Die Hersteller haben errechnet
- der Preis müsste wesentlich höher werden,
- insbesondere gibt es nicht mehr genug Abnehmer.

Wir dürfen bekanntlich den Natur-Kalender nicht verkaufen, sondern nur an unsere Förderer verschenken. Diese Zahl reichte natürlich für die Herstellung bei Weitem nicht aus.

Viele - besonders junge Leute - führen keinen Kalender mehr; sie benutzen Computer oder Handy. Auch dadurch ist der Absatz zurückgegangen.

Vor der Entscheidung wurden viele Berechnungen angestellt, aber die Herausgeber wollten keinen „billigeren" Kalender auf einfacherem Papier und einfacherer Gestaltung herstellen lassen.

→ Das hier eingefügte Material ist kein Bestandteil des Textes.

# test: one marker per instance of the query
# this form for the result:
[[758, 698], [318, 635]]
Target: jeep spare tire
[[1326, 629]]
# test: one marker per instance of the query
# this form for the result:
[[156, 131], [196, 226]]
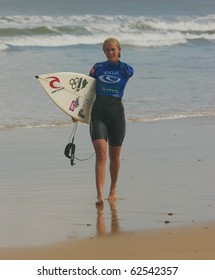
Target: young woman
[[107, 117]]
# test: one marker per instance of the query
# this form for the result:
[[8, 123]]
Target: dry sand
[[48, 207]]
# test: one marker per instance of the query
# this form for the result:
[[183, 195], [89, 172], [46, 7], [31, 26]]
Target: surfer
[[107, 117]]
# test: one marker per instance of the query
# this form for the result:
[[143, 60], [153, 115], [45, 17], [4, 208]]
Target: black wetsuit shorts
[[108, 120]]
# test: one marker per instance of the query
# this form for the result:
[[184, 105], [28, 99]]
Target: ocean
[[170, 44]]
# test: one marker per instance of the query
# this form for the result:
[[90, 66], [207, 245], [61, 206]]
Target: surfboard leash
[[69, 151]]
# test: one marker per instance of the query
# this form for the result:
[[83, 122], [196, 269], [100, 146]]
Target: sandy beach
[[166, 196]]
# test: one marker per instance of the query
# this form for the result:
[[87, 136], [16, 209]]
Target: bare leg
[[114, 153], [100, 147]]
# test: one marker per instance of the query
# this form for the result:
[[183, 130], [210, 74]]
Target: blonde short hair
[[111, 40]]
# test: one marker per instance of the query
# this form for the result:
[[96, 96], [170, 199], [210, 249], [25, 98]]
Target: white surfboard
[[74, 93]]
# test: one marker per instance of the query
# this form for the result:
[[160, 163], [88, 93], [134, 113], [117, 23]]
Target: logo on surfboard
[[54, 83], [78, 83]]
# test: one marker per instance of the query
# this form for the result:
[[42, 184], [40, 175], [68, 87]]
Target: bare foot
[[112, 194]]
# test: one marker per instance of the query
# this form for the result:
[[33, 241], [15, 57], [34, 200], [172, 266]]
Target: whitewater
[[48, 31]]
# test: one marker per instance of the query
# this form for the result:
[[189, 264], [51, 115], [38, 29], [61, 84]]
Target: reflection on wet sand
[[101, 224]]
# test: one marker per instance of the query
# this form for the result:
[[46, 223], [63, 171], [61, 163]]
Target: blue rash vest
[[111, 78]]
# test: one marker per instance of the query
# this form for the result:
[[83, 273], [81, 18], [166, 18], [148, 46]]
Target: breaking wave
[[50, 31]]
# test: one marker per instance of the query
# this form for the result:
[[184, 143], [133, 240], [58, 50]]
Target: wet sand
[[196, 242], [166, 183]]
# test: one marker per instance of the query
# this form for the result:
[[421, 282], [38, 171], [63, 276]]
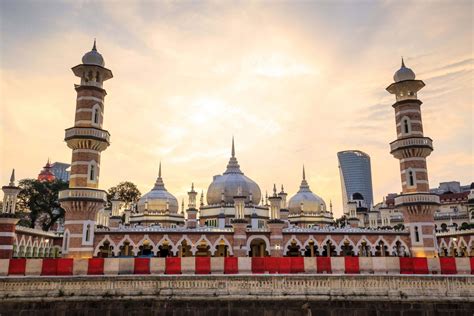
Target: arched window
[[417, 234], [96, 116], [92, 172], [88, 232]]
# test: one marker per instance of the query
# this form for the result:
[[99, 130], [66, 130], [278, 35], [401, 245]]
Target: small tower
[[10, 195], [411, 148], [87, 140], [8, 220], [192, 210]]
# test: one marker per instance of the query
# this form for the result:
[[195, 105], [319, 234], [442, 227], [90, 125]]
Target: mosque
[[232, 218]]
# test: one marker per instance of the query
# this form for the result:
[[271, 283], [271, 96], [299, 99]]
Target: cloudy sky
[[294, 82]]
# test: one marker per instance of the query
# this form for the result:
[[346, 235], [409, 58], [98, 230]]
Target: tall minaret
[[87, 140], [411, 147]]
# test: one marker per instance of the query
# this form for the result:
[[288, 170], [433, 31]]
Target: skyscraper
[[356, 176]]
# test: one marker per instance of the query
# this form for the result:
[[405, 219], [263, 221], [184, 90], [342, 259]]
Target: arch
[[349, 242], [175, 247], [289, 242], [395, 251], [126, 238], [262, 237], [194, 248], [324, 244], [101, 243], [144, 239], [226, 242]]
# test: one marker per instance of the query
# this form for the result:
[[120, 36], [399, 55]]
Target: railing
[[87, 131], [83, 194], [417, 198], [414, 141]]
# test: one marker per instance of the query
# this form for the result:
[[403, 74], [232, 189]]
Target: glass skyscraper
[[356, 176]]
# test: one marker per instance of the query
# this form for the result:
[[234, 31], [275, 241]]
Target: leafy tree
[[126, 191], [39, 200]]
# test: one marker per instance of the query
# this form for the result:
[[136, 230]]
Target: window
[[92, 173], [88, 232], [96, 116]]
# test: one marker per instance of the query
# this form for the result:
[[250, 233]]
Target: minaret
[[192, 210], [87, 140], [8, 220], [411, 148]]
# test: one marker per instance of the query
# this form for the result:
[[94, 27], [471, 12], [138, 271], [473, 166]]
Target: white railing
[[415, 141], [83, 193], [416, 198], [85, 131]]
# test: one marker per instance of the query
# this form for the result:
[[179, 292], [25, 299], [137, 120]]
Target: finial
[[233, 147], [12, 178]]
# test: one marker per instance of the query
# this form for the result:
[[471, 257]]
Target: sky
[[293, 82]]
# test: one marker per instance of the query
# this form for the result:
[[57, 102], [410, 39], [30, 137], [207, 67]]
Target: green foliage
[[126, 191], [38, 199]]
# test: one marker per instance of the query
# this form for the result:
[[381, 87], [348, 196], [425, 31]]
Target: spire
[[12, 178], [159, 184], [233, 165], [233, 147], [304, 185]]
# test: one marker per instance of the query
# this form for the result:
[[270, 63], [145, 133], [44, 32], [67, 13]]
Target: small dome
[[93, 57], [403, 73], [158, 199], [232, 183], [306, 199]]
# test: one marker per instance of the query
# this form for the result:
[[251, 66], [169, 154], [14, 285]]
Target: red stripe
[[420, 266], [258, 265], [406, 265], [297, 265], [285, 265], [323, 264], [65, 266], [95, 266], [17, 267], [351, 265], [203, 265], [448, 265], [141, 266], [173, 265], [231, 265], [49, 267]]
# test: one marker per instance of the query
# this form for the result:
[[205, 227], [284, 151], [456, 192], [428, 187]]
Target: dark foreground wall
[[215, 307]]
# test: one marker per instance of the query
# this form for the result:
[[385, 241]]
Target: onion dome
[[305, 200], [158, 199], [231, 183], [46, 174], [403, 73], [93, 57]]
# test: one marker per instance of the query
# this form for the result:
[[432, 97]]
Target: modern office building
[[356, 176]]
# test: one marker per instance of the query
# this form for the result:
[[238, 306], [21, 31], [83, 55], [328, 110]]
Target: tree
[[126, 191], [39, 200]]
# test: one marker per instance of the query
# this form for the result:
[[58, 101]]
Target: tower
[[8, 220], [87, 140], [411, 148]]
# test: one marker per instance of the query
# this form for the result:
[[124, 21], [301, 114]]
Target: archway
[[258, 248]]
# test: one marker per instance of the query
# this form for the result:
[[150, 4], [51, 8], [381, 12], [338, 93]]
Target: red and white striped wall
[[236, 265]]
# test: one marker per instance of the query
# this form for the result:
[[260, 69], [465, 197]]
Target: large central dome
[[232, 183]]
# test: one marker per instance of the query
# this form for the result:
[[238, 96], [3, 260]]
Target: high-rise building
[[356, 176]]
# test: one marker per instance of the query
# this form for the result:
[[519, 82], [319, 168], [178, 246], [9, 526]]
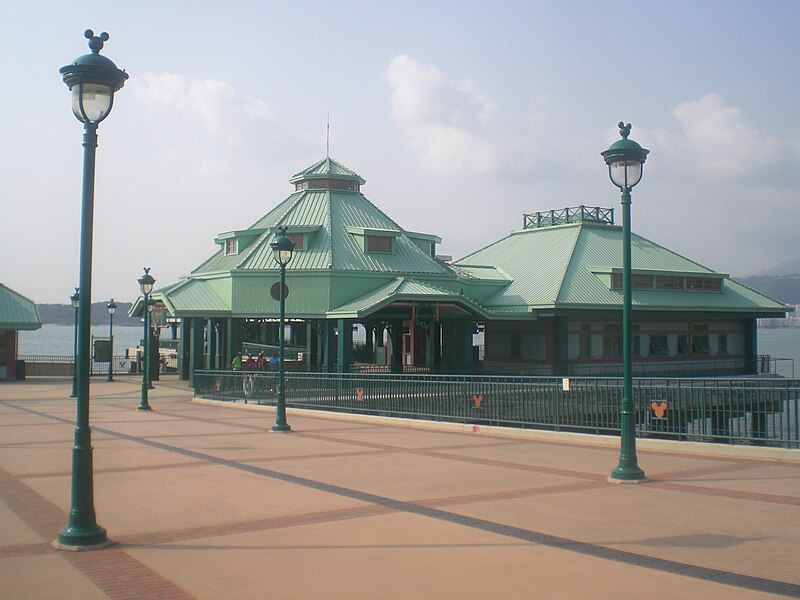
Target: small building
[[17, 313], [547, 297]]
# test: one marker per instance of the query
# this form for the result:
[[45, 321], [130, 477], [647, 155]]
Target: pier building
[[17, 313], [545, 299]]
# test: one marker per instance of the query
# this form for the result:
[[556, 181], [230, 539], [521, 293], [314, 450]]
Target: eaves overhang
[[404, 290]]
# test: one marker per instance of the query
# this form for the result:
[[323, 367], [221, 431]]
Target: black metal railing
[[757, 411]]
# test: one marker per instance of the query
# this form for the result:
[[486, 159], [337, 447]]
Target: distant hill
[[789, 267], [64, 314], [785, 288]]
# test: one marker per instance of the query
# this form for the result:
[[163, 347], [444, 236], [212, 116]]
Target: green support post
[[344, 345]]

Wenn Sie uns eine Einzugsermächtigung von Ihrer Bank erteilt haben, wissen wir natürlich nicht, ob Sie diese Entscheidung getroffen haben, nur weil Sie den Kalender erhalten wollten, oder ob Sie bereit sind, auch sonst Förderer des Karl-Schmitz-Scholl-Fonds für Umweltrecht und Umweltpolitik zu bleiben. Wenn Sie - was wir sehr bedauern würden - nicht mehr dem Kreis unserer Förderer angehören möchten, bitten wir Sie uns das mitzuteilen damit wir die uns erteilte Vollmacht löschen.

Wenn Sie uns schon einen Betrag überwiesen haben, um auch im nächsten Jahr unser Geschenk für 2013 zu erhalten, sind wir verpflichtet, Ihnen den Betrag zurück zu überweisen. Wegen der Auflagen der Finanzbehörden dürfen wir das natürlich erst dann, wenn Sie uns die Ihnen bereits zugegangene Spendenbescheinigung zurücksenden.

Wir bedauern diese Schwierigkeiten, aber wir sind mit der Einstellung des Kalenders selber überrascht worden und natürlich sehr traurig darüber.

Als kleiner Trost:
Die Kaisers- und Tengelmann-Filialen werden auch weiterhin die sogenannten umweltfreundlichen Tragetaschen in verschiedenen Designs anbieten und einen Teil des Erlöses an den Karl-Schmitz-Scholl-Fond weitergeben - die Europäische Union will ohnehin handelsübliche Plastiktaschen verbieten.

Hinweis für unsere Förderer:
Der KSSF wird jährlich von der KPMG - der Wirtschaftsprüfungsgesellschaft - geprüft und übersendet die Unterlagen der Finanzbehörde. Es gab noch niemals eine Beanstandung.
Künftig erhalten alle Förderer in gewissen Abständen einen genauen Bericht, aus dem hervorgeht, was getan, was erreicht wurde.